La prima è una procedura a carattere generale, rivolta ad ogni debitore sovraindebitato non soggetto ad altre procedure concorsuali, indirizzata a realizzare una soluzione concordata della crisi dall'efficacia vincolante generalizzata.

La seconda è la sola procedura, fra le tre, riservata in via esclusiva alla categoria dei consumatori, ovvero a coloro le cui passività sono costituite da obbligazioni assunte solo per scopi esterni all'attività imprenditoriale o professionale eventualmente svolta. I «consumatori», quindi, oltre alle due altre procedure generali, hanno anche uno specifico percorso privilegiato.

Il terzo rimedio, anch'esso a carattere generale come il primo, consiste in un procedimento espropriativo concorsuale e collettivo, volto alla liquidazione dell'intero patrimonio del debitore, a cui può seguire, qualora ne ricorrano i presupposti, l'esdebitazione.

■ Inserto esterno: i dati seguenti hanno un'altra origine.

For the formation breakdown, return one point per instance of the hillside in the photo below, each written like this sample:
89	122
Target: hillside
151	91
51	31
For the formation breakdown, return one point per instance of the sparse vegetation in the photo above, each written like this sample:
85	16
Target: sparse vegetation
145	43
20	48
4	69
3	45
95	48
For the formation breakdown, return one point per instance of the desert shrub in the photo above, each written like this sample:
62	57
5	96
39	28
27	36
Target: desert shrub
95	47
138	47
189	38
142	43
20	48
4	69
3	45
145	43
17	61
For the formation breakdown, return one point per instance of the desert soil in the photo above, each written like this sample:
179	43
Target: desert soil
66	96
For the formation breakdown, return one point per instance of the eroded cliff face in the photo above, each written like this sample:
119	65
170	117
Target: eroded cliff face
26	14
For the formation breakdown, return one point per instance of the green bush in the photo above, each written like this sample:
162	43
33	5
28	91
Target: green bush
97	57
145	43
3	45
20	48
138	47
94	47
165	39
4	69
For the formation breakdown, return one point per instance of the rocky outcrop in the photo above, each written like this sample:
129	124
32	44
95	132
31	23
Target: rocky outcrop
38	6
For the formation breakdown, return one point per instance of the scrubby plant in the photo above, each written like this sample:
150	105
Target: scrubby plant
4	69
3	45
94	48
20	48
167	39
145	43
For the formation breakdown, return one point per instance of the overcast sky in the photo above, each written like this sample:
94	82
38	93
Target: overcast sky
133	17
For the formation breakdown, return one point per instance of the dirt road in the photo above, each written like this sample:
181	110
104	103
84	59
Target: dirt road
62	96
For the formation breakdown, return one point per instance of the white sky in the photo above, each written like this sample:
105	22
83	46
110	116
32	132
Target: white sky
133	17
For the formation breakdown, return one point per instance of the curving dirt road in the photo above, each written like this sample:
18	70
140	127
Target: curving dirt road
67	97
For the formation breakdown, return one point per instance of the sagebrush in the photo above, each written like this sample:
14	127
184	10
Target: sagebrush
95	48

Sia il primo che il secondo procedimento sembrano riprendere, adattandolo, l'archetipo del concordato, benché nel piano del consumatore venga in rilievo la saliente peculiarità rappresentata dalla mancanza del passaggio procedurale rappresentato, in ambito concordatario appunto, dall'approvazione dei creditori. La liquidazione del patrimonio, dal canto suo, mette in mostra sembianze procedurali e teleologiche che, almeno in parte, evocano le forme del c.d. «autofallimento».

Le due procedure di composizione della crisi da sovraindebitamento ex artt. 7 ss. sono perfettamente alternative al procedimento di liquidazione del patrimonio del debitore ex artt. 14-ter ss., nel senso che il debitore può scegliere se tentare una soluzione al sovraindebitamento attraverso un piano approvato dalla maggioranza dei creditori o – nel caso del consumatore – «convalidato» dal giudice, oppure richiedere la liquidazione del proprio patrimonio nella prospettiva di potersi affrancare dai debiti residui.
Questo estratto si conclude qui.